Why does Acrobat not OCR some text in chart images?

  • June 20, 2023
  • 1 reply
  • 6360 views

I have about 500 number of chart images that i want to ocr them and extract texts and values but acrobat not OCR some values and texts. 

for example in following about five latest values didn't OCR for me! 

 

how to solve this problem? 

i attach some JPG files here for test 

This topic has been closed for replies.

1 reply

gary_sc
Adobe Expert
June 20, 2023

Hi, @abolfazl29032603daba; thank you for supplying the scans; they clearly show why you were having issues.

 

The problem is that the background can easily confuse any OCR operation. While they certainly do add to the presentation of the content, they make it very difficult for any OCR to discern what is a letter versus a helmet.

 

If you made the scans, there was something that you could have done during the scanning process that would have solved your problem.
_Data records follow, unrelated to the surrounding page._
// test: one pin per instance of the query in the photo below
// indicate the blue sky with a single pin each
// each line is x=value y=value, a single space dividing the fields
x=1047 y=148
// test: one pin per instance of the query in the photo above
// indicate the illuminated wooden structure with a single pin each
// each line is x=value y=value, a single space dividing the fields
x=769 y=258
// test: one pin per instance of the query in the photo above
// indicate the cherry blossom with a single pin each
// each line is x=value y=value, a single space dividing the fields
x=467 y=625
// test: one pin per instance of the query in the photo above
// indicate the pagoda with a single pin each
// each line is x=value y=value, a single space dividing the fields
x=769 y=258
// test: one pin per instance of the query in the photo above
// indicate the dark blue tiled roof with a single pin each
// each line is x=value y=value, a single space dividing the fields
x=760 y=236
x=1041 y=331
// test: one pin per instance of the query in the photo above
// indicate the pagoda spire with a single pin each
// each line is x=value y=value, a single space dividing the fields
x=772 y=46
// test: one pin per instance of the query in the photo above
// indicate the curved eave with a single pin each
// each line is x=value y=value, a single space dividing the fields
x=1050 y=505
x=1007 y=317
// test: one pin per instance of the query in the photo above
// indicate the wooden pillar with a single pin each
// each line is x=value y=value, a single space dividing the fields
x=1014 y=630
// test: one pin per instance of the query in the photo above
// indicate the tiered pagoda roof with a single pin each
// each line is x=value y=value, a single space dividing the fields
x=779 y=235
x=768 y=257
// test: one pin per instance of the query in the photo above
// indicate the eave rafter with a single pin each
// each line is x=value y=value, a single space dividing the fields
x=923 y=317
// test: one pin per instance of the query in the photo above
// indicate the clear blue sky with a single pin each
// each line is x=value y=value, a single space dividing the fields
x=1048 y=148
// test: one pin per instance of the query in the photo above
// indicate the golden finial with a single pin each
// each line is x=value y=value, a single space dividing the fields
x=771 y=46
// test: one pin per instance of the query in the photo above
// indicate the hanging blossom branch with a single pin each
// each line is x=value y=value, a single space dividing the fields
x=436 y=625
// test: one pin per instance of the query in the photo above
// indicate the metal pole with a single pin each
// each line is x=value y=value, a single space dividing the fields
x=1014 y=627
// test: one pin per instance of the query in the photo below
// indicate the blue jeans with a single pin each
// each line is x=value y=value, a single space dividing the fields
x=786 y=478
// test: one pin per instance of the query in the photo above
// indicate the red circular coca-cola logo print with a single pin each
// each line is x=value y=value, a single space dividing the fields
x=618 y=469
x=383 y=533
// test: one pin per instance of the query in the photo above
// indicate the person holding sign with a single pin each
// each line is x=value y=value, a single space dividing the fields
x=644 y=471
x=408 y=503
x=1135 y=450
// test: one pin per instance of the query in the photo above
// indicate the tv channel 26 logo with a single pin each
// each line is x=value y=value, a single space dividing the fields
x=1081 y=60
Fortunately, if you have access to ANY image manipulation application (such as Photoshop), the process is easy. In fact, if all of the scans are the same as you provided in your email, it can be done very fast.

 

What is needed is that you have to remove the background image. This is easily done by using Levels in Photoshop (or similar) application. Please look at the following:

Notice the red arrow in the Histogram*. It is pointing at the lightest possible part. What you need to do is move that white slider over to the left, so the pixels that are now gray shall be considered white. It looks like the following:

 

And "poof!," the background is gone. Now if you run this through Acrobat, the OCR operation can run with great accuracy. I've attached one result sample file to this email.

 

Two tips: if you use Photoshop, I'd suggest you create an Action that will automatically set the Levels. Plus, if you also use Bridge, you can set a folder of images up, to convert them to TIF format, and set the (new) Levels (from the Action) for each of the images while you drink your coffee. The reason for the TIF format is that if you bring a TIF image over to Acrobat, it will automatically do the OCR process for you. Other image formats require you to tell Acrobat that you want the OCR process to be done for each image. Thus, you can drag all 500 images over to Acrobat, it will ask you if you want all 500 to be saved as separate files or one large file, then it will work away.

 

You can read more about the scanning part (it covers the same material as above but in greater detail) in this blog I wrote for Adobe a number of years ago. https://community.adobe.com/t5/adobe-community-professionals/scanning-clean-searchable-pdfs/m-p/4785435?page=1#M89

 

I hope this helps

 

*A Histogram displays all of the 256 levels of lightness/darkness values displaying the quantity (in a bar graph format). If the far right is absolute white, you can see that you have a vast majority of shades in the gray area.

Inspiring
June 20, 2023
quote

Hi, @abolfazl29032603daba; thank you for supplying the scans; they clearly show why you were having issues.

By @gary_sc

tnq for reply. i know this but even i refined numbers and texts in chart images using photoshop scripts but still OCR have problem to extract some texts!

gary_sc
Adobe Expert
June 20, 2023

What Photoshop scripts?